Signé par Madame ROEHRICH, Présidente, et par Madame X, greffier, auquel la minute de la décision a été remise par le magistrat signataire.
Monsieur U E et Madame W D épouse E, mariés sous le régime de la communauté universelle avec clause d’attribution au conjoint Y de l’intégralité de la communauté, en toute propriété, ont souscrit le 26 novembre 1987 auprès de MMA Vie un contrat d’assurance sur la vie dénommé « Aurineige »
Monsieur U E est décédé le XXX et Madame W D le 1er mai 2011.
Le 21 août 1997 les époux E ont modifié la désignation des bénéficiaires de leur contrat d’assurance, laquelle était, à défaut de rédaction d’une clause bénéficiaire spécifique, celle prévue à l’article 403 des conditions générales du contrat d’assurance-vie soit : le souscripteur, à défaut le conjoint du souscripteur, à défaut les enfants et descendants nés ou à naître du souscripteur, à défaut les ascendants privilégiés du souscripteur par parts égales ou le Y, à défaut les héritiers du souscripteur.
Ils ont adressé à cet effet le 9 juillet 1997 un courrier conjoint à l’assureur.
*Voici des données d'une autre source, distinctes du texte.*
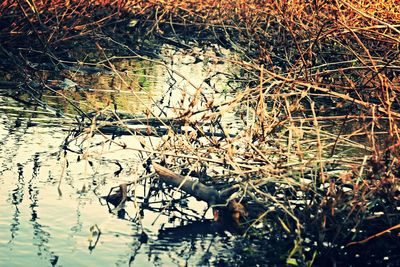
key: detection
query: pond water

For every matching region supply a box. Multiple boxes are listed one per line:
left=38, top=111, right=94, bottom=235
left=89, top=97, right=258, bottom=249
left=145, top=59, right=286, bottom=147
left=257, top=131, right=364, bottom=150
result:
left=0, top=45, right=255, bottom=266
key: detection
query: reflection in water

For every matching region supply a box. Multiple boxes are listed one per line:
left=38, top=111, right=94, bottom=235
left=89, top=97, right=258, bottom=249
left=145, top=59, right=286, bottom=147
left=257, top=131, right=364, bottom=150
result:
left=0, top=45, right=247, bottom=266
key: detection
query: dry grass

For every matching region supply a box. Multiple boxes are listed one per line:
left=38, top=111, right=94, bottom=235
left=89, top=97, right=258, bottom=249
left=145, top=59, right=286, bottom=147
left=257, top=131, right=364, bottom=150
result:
left=0, top=0, right=400, bottom=266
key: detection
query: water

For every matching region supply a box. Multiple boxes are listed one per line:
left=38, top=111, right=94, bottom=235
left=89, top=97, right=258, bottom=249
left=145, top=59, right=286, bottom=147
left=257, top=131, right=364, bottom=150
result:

Les bénéficiaires en cas de décès sont les suivants :
' pour 35.000 Francs Monsieur I E ; à défaut, pour moitié les héritiers de chaque assuré ;
' pour 35.000 Francs Mademoiselle B S ; à défaut, pour moitié les héritiers de chaque assuré ;
' pour 35.000 Francs Madame O C ; à défaut pour moitié les héritiers de chaque assuré ;
' pour 35.000 Francs Monsieur E G ; à défaut pour moitié les héritiers de chaque assuré ;
' pour 35.000 Francs Madame D-F M ; à défaut pour moitié les héritiers de chaque assuré,
' le surplus devant revenir pour moitié aux héritiers de chaque assuré.
I E, S B, O C et G E sont des neveux et nièces issus de la ligne paternelle.
M D-F est la nièce issue de la ligne maternelle.
En exécution de ce contrat, MMA VIE a remis à chacun des neveux et nièces des défunts : Monsieur I E, Madame S B, Madame O C,Monsieur G E, neveux dans la ligne paternelle et Madame M D-F nièce dans la ligne maternelle, une somme de 5.335,72 euros et le surplus des fonds placés sur le contrat, en totalité, à Madame M D-F.
Estimant que les fonds n’avaient pas été distribués conformément aux termes de la clause bénéficiaire inscrite au contrat, Monsieur I E, Madame S B, Madame O C et Monsieur G E ont fait assigner l’assureur et Madame D-F par acte d’huissier des 16 mai et 11 juin 2012 devant le Tribunal de Grande Instance du MANS aux fins d’obtenir paiement des sommes qu’ils estiment devoir leur revenir au titre du contrat « Aurineige ».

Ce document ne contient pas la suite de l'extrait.